After what Zoe had been through, I thought she'd want to take things gently, and I kept meaning to stop and ask if what I was doing was OK, but she made it pretty clear she didn't want me to ask questions or slow down or stop for anything—not even when a porcelain shepherdess took a dive off the mantelpiece and shattered into a hundred razor-sharp fragments that ended up embedded in my backside. Maybe Zoe needed to wipe away the fear and degradation she'd been through—she wasn't going to be anyone's victim, and refused to behave like one—but at that moment I needed her as much as she needed me. We threw off the guilt and the torment and the terror with our clothes; we were safe together, for a little while at least, in this little doll's house nobody knew about.

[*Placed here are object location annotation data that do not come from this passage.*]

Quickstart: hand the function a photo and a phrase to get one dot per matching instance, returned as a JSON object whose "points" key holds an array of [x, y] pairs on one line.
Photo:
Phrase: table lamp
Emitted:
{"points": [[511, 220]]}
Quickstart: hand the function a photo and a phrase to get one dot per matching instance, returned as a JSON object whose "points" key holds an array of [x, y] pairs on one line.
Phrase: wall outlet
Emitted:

London could have burned to the ground around us and neither of us would have noticed till the roof fell in.

—

The antique carpet was coarser than it looked and its weave was biting into the skin of my back, mostly
because Zoe was lying on top of me with her hair tickling my face. It was suffocatingly hot and stuffy in that tiny sitting room and my backside was bleeding and I was ravenous and I hadn't felt so happy in months.

“I saw you,” said Zoe. “As soon as they dragged me out into the street. That's when I knew everything was going to be all right.”

“It nearly wasn't,” I said. “That fat guy nearly had me.”

“You would have taken him,” said Zoe. “Eventually.”

“Then why did you shoot him?” I said.

She grimaced at the memory, then shrugged. “I was in a hurry,” she said.

When I laughed I realized how much my ribs ached, how much everything ached.

“How did you find me?” said Zoe.

“I asked Patrick,” I said.

“And he told you?”

“He didn't want to,” I said. “But he got the impression I'd break his neck if he didn't.”

“I wish you had.”

“He would never have given me a lift down here if I had.”

“He drove you all the way from York?”

“It was fun,” I said. “We listened to his CDs. Talked about you.”

“Drop dead.”

“We barely said a word the whole way down. I ended up wishing I'd taken the train. But he dropped me off up the street from where they had you, and pointed to the door. I got out, and he drove off.”